Om de procedure niet langer te laten duren dan strikt noodzakelijk is, zal de rechtbank zelf in de zaak voorzien door te bepalen dat haar uitspraak in de plaats treedt van het vernietigde gedeelte van het besluit.
2.5 Nu het beroep gegrond wordt verklaard, dient het griffierecht aan eisers te worden vergoed. Tevens zal de rechtbank verweerder veroordelen in de proceskosten van eisers, die op basis van het Besluit proceskosten bestuursrecht worden vastgesteld op het hieronder opgenomen bedrag.
3. Beslissing
De rechtbank:
verklaart het beroep gegrond en vernietigt het bestreden besluit voor zover dat ziet op:
- het herzien zoals dat onder punt 4 van het bestreden besluit is bepaald;
- het voorlopig in stand houden van de rechtsgevolgen van het primaire besluit, zoals onder de punt 5 van het bestreden besluit is bepaald;
bepaalt dat deze uitspraak in de plaats treedt van het vernietigde gedeelte van het besluit;
gelast dat de gemeente Geertruidenberg aan eisers het door hen betaalde griffierecht van € 285,-- vergoedt;
veroordeelt verweerder in de proceskosten van eiser tot een bedrag van € 644,--, te betalen door de gemeente Geertruidenberg.

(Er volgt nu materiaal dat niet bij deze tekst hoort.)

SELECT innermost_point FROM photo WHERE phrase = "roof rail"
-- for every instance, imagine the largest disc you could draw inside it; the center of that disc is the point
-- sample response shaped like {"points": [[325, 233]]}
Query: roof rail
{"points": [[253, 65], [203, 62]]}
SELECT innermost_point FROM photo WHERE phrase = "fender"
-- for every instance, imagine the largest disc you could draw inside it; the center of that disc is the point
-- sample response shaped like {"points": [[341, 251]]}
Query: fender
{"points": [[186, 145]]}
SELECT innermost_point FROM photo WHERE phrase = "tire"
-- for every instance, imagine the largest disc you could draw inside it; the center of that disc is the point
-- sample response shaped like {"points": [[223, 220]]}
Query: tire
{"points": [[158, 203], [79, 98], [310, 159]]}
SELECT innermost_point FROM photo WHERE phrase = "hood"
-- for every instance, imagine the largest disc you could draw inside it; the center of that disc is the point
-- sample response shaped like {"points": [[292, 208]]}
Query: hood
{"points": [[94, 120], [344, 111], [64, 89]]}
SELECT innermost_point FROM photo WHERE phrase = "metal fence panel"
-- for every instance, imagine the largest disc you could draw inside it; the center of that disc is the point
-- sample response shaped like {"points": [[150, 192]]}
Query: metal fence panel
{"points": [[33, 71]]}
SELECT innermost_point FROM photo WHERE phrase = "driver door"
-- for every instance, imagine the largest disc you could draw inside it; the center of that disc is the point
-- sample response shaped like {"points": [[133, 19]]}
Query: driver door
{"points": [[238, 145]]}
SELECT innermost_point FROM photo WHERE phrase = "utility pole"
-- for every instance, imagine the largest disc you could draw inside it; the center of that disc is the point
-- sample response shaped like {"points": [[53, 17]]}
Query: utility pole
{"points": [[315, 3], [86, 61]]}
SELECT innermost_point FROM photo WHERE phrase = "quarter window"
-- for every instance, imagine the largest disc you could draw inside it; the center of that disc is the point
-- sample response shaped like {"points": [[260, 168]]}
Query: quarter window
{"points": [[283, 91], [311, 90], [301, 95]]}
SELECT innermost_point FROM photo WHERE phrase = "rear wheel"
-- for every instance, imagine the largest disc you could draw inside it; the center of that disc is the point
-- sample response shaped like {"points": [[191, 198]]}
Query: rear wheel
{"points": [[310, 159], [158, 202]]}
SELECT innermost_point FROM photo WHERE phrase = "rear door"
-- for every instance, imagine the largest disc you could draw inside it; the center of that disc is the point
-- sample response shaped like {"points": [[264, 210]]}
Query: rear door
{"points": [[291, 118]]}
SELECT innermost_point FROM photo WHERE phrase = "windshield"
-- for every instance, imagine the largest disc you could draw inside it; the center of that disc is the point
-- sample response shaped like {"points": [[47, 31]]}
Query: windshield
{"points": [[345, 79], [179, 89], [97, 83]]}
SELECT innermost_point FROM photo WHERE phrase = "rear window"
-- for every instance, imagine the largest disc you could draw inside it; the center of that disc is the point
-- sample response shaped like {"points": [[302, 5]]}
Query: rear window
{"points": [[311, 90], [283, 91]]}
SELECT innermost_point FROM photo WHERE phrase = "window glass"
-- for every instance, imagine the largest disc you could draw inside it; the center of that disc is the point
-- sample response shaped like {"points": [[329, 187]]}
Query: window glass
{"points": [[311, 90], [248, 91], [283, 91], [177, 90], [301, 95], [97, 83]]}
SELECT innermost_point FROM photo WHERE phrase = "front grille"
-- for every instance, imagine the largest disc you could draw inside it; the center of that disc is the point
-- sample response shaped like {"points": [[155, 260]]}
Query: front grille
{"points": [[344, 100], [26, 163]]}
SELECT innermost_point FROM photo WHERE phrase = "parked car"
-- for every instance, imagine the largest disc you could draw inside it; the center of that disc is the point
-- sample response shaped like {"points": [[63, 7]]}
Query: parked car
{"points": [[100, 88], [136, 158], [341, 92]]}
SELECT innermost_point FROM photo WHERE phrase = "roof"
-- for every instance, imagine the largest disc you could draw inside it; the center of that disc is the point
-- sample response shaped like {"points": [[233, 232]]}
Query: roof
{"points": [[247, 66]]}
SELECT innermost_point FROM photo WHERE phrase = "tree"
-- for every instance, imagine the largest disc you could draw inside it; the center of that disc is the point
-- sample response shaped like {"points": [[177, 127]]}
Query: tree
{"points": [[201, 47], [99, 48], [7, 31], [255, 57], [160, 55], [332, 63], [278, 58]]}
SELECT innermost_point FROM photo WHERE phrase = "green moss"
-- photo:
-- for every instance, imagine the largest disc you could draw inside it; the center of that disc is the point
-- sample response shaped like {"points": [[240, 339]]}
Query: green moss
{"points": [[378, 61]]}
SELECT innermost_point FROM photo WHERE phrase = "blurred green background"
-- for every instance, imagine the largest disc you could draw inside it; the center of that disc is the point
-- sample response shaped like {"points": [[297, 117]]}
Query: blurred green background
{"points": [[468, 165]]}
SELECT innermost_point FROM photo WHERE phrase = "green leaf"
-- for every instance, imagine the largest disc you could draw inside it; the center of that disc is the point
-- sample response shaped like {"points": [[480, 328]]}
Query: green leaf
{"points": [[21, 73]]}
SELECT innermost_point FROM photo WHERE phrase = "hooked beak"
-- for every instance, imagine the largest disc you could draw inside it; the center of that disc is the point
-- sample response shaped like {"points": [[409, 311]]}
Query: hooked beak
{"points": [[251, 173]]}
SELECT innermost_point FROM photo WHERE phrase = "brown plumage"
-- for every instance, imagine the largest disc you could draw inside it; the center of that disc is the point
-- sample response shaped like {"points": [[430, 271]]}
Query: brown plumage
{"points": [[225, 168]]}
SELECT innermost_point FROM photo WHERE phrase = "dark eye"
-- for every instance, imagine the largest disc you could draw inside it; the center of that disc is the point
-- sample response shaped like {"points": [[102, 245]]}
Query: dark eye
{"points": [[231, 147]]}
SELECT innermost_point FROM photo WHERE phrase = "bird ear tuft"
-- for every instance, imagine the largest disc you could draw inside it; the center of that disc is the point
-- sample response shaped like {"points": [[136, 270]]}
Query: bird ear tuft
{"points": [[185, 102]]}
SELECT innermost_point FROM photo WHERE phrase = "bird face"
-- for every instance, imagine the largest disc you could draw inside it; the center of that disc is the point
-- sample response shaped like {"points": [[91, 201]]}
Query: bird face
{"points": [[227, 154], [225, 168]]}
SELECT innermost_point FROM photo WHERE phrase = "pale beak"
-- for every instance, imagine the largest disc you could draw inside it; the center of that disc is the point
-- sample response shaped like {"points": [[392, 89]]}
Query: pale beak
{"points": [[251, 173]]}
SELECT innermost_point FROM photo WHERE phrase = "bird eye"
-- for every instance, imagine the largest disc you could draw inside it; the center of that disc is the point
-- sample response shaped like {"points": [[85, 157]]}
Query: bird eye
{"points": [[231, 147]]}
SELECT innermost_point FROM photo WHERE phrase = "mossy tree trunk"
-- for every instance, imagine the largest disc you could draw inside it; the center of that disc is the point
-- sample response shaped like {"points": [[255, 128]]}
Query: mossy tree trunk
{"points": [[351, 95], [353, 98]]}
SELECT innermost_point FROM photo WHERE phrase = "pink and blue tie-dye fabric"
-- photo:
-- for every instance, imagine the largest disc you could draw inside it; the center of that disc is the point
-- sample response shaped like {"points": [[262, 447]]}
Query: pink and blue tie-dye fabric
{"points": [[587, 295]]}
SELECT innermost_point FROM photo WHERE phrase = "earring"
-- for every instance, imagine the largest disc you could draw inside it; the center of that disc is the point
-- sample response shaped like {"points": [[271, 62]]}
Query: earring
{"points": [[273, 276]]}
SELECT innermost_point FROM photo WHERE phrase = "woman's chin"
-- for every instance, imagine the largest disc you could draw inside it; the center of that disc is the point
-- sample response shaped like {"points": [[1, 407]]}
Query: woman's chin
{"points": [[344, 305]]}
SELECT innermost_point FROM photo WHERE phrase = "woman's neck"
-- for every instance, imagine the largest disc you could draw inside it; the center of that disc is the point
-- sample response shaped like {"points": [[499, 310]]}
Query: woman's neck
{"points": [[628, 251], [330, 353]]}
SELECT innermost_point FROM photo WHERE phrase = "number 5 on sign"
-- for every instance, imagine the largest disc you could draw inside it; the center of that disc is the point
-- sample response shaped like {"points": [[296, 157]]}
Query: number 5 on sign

Deze uitspraak is gedaan door mr. Th. Peters, rechter, en in aanwezigheid van mr. E.G.F. Vliegenberg, griffier, in het openbaar uitgesproken op 26 november 2007.
Tegen deze uitspraak kunnen partijen en andere belanghebbenden hoger beroep instellen bij de Afdeling bestuursrechtspraak van de Raad van State, Postbus 20019, 2500 EA 's-Gravenhage.
De termijn daarvoor bedraagt zes weken en vangt aan op de dag na verzending van deze uitspraak.